Auf der subjektiven Tatseite verlangt der Tatbestand der Brandstiftung nach § 169 Abs 1 StGB, dass sich der Vorsatz des Täters auf alle Tatbestandsmerkmale, sohin auch auf die erforderliche, vom Gericht festzustellende (vgl 14 Os 59/04) Gefährdung im dargestellten Sinn erstreckt ( Murschetz in WK 2 StGB § 169 Rz 8, 11, 14; Kienapfel / Schmoller , StudB BT III 2 §§ 169 bis 170 Rz 39 und 43). Die Urteilsfeststellungen, wonach der Angeklagte wusste und sich damit abfand, durch das Anzünden fremder Sachen einen Vermögensschaden herbeizuführen, und es dabei weiters ernstlich für möglich hielt und sich damit abfand, ausgedehnte, mit gewöhnlichen Mitteln nicht mehr zu kontrollierende, den Einsatz der Feuerwehr notwendig machende Schadensfeuer einschließlich des Übergreifens der Brände auf umliegende Objekte und örtliche Gegebenheiten zu bewirken (US 5 f iVm US 12 f, US 18), decken zwar die Vorsätzlichkeit des Brandlegungsakts im engeren Sinn. Sie vermögen aber die Annahme des subjektiven Unrechtselements in Ansehung von Art und Umfang des entfesselten Schadensfeuers im Sinn des Tatbestandserfordernisses einer Feuersbrunst nicht zu tragen.

Die angeführten Feststellungen lassen keine rechtliche Klarstellung (in Bezug auf die Einordnung der Taten unter § 125 StGB oder § 169 Abs 1 StGB) zu, sodass der Schuldspruch zu I und daraus folgend der Strafausspruch (beinhaltend die Vorhaftanrechnung) sowie mit Blick auf den untrennbaren Zusammenhang zwischen dem Strafausspruch und der Anordnung der Maßnahme nach § 21 Abs 2 StGB (vgl § 435 Abs 2 StPO) auch diese Anordnung zu beheben (RIS‑Justiz RS0091644 [T1], RS01001087) und das Verfahren in diesem Umfang zu neuer Verhandlung und Entscheidung an das Erstgericht zu verweisen war.
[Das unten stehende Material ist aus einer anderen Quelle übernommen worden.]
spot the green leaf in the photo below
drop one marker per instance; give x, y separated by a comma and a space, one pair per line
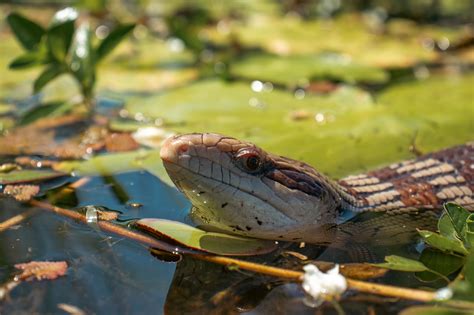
112, 40
52, 109
59, 38
26, 31
211, 242
439, 264
82, 61
458, 216
399, 263
48, 74
445, 226
443, 243
294, 70
24, 61
27, 176
470, 231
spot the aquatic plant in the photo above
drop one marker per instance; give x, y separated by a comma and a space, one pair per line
62, 48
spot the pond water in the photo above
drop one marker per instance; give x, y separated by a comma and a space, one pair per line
346, 88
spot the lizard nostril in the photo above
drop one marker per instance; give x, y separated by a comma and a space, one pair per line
183, 148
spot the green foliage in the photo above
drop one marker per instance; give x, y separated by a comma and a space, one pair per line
448, 253
63, 49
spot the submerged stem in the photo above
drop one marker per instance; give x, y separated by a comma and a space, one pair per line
293, 275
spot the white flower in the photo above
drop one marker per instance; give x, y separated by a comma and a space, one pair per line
320, 286
443, 294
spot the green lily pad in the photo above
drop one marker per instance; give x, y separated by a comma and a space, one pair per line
294, 70
28, 176
354, 129
349, 34
458, 216
110, 164
211, 242
443, 243
439, 264
399, 263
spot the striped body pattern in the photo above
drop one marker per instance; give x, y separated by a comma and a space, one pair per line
426, 182
237, 187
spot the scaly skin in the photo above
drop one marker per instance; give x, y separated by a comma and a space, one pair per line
237, 187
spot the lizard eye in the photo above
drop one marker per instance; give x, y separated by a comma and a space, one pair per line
249, 160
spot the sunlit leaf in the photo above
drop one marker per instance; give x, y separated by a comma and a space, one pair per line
49, 73
112, 40
59, 38
217, 243
82, 62
399, 263
26, 176
439, 262
293, 70
458, 216
443, 243
24, 61
52, 109
110, 164
27, 32
445, 226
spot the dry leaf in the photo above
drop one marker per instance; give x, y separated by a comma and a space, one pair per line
21, 192
41, 270
120, 142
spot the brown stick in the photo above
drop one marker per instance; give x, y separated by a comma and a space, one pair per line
5, 225
362, 286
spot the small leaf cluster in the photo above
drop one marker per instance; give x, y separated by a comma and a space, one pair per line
448, 252
61, 48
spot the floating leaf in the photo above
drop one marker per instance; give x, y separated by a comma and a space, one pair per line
41, 270
112, 40
458, 216
439, 264
470, 230
26, 176
443, 243
21, 192
399, 263
217, 243
27, 32
293, 70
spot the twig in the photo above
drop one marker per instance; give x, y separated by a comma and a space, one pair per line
5, 225
362, 286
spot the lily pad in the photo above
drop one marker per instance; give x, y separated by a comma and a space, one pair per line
110, 164
211, 242
349, 34
351, 132
439, 264
28, 176
294, 70
443, 243
399, 263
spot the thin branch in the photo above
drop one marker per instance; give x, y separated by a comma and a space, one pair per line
5, 225
362, 286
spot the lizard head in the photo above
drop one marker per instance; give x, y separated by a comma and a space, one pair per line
238, 187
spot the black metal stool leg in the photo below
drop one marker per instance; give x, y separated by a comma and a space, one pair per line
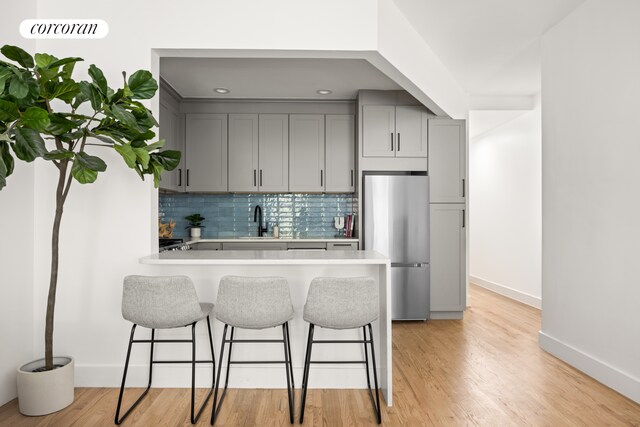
375, 378
119, 419
305, 377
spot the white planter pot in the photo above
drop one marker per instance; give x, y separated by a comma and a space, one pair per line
41, 393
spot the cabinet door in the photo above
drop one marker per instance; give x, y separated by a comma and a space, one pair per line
306, 152
411, 139
206, 152
170, 131
378, 130
340, 152
243, 152
273, 170
448, 249
447, 159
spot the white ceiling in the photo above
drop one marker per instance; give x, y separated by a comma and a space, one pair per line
257, 78
491, 47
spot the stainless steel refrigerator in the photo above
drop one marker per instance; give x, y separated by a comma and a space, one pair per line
396, 224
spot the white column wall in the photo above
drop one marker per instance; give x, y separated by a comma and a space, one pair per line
505, 213
590, 178
16, 252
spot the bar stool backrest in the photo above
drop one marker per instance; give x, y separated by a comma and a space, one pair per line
253, 302
160, 302
342, 302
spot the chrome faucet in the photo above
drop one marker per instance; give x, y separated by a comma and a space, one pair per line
257, 216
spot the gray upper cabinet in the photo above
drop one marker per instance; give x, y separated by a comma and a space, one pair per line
394, 131
448, 257
206, 136
171, 131
273, 153
340, 153
447, 159
411, 132
306, 153
243, 152
378, 130
258, 153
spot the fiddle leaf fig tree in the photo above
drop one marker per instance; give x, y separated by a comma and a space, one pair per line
46, 114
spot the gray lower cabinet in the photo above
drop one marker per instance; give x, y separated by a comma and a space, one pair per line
254, 246
258, 153
340, 153
206, 138
447, 161
448, 258
306, 153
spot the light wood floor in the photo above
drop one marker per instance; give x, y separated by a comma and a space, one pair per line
484, 370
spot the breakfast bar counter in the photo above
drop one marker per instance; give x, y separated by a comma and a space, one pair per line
299, 268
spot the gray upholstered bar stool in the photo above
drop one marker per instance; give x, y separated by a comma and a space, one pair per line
164, 303
342, 303
253, 303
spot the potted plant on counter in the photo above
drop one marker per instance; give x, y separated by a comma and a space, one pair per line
195, 225
46, 114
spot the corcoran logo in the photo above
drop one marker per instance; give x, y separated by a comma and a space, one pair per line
64, 29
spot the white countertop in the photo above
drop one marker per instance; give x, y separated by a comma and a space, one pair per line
271, 239
265, 258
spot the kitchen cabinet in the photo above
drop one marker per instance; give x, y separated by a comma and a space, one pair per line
206, 164
171, 131
340, 153
306, 153
448, 259
394, 131
258, 153
447, 160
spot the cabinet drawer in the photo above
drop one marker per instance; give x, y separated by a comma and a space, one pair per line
254, 246
342, 246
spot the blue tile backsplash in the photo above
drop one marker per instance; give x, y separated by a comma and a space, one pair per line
231, 215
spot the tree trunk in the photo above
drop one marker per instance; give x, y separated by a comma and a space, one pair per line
53, 282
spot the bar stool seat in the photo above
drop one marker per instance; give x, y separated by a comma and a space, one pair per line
254, 303
164, 303
342, 303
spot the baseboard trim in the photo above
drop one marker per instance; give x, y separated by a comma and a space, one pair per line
608, 375
506, 291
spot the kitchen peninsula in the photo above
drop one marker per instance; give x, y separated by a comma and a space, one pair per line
206, 267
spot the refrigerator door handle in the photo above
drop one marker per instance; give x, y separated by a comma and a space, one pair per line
410, 264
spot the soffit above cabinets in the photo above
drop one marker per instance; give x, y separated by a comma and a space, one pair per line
272, 78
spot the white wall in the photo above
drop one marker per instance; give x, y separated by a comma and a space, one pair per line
590, 187
109, 225
16, 254
505, 205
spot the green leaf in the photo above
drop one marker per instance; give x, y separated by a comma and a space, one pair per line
44, 60
8, 111
91, 162
97, 76
58, 155
127, 154
18, 87
28, 144
36, 118
81, 173
66, 91
124, 116
59, 125
142, 157
169, 159
142, 84
16, 54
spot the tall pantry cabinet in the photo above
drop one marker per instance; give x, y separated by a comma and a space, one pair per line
447, 166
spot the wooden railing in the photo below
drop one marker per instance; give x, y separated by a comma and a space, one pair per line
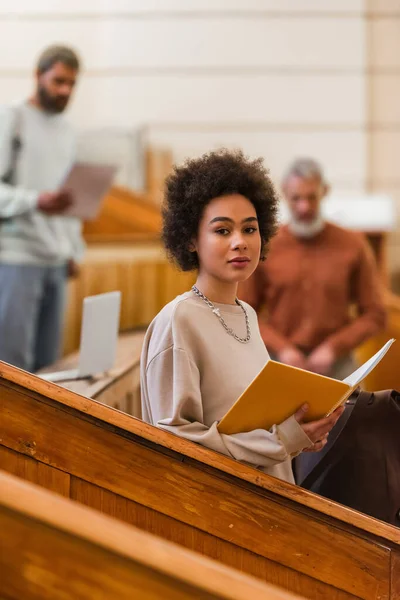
193, 496
54, 548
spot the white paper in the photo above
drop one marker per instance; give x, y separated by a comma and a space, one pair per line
359, 374
88, 183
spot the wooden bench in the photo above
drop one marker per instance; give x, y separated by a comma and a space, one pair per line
55, 548
193, 496
120, 387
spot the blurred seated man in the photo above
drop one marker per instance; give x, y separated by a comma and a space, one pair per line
318, 294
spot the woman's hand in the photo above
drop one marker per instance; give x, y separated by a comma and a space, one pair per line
317, 431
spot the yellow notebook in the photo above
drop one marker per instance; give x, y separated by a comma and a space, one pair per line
279, 390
Die über die Bekämpfung des von der Aufhebung unberührten Schuldspruchs zu II hinausgehende Nichtigkeitsbeschwerde des Angeklagten und die Berufungen sind damit gegenstandslos.

Soweit sich die Nichtigkeitsbeschwerde ‑ gestützt auf § 281 Abs 1 Z 5a StPO ‑ inhaltlich gegen den Schuldspruch zu II wendet, kommt ihr keine Berechtigung zu.

Der formelle Nichtigkeitsgrund der Z 5a greift seinem Wesen nach erst dann, wenn Beweismittel, die in der Hauptverhandlung vorkamen oder vorkommen hätten können, nach allgemein menschlicher Erfahrung gravierende Bedenken gegen die Richtigkeit der bekämpften Urteilsannahmen aufkommen lassen, mit anderen Worten intersubjektiv gemessen an Erfahrungs‑ und Vernunftsätzen eine unrichtige Lösung der Schuldfrage qualifiziert nahelegen (RIS‑Justiz RS0118780 [T12]). Wird behauptet, das Erstgericht habe seine Pflicht zu amtswegiger Wahrheitsforschung vernachlässigt, muss die Tatsachenrüge deutlich machen, wodurch der Angeklagte an der Ausübung seines Rechts, die Beweisaufnahme in der Hauptverhandlung sachgerecht zu beantragen, gehindert war (RIS‑Justiz RS0115823, RS0114036; Ratz in WK-StPO § 281 Rz 480 mwN).

Mit dem Einwand, das Erstgericht habe die Angaben des Beschwerdeführers, seine ehemaligen Betreuer G***** oder J***** hätten die anklagegegenständlichen Taten gezielt gesetzt, um ihn zu belasten, zu Unrecht als Schutzbehauptung verworfen (US 17), ohne entsprechende Nachforschungen über eine zeitliche oder örtliche Verbindung der Genannten zu den Taten zu veranlassen oder sich mit den vom Angeklagten behaupteten Computerkenntnissen des J***** auseinanderzusetzen, verfehlt der Nichtigkeitswerber den dargestellten Anfechtungsrahmen.

Soweit die Tatsachenrüge ‑ im Übrigen ohne den erforderlichen Aktenbezug herzustellen (RIS‑Justiz RS0124172) ‑ auf die „Versorgung“ der He***** OHG in W***** mit nicht näher bezeichneten, der Beschwerdebehauptung zufolge (mit Ausnahme des Nichtigkeitswerbers und seiner Gattin) nur dem J***** bekannten „Informationen“ nach der Verhaftung des Angeklagten und seiner Ehefrau verweist, bleibt sie unverständlich und entzieht sich damit einer inhaltlichen Erwiderung.

Das Adhäsionserkenntnis findet im ‑ von der Aufhebung unberührten ‑ Schuldspruch II Deckung und konnte solcherart im Sinn des § 289 StPO bestehen bleiben (Ratz, WK-StPO § 289 Rz 7; vgl auch 13 Os 121/14i).

Der Kostenausspruch, der die amtswegige Maßnahme nicht umfasst ( Lendl , WK‑StPO § 390a Rz 12), beruht auf § 390a Abs 1 StPO.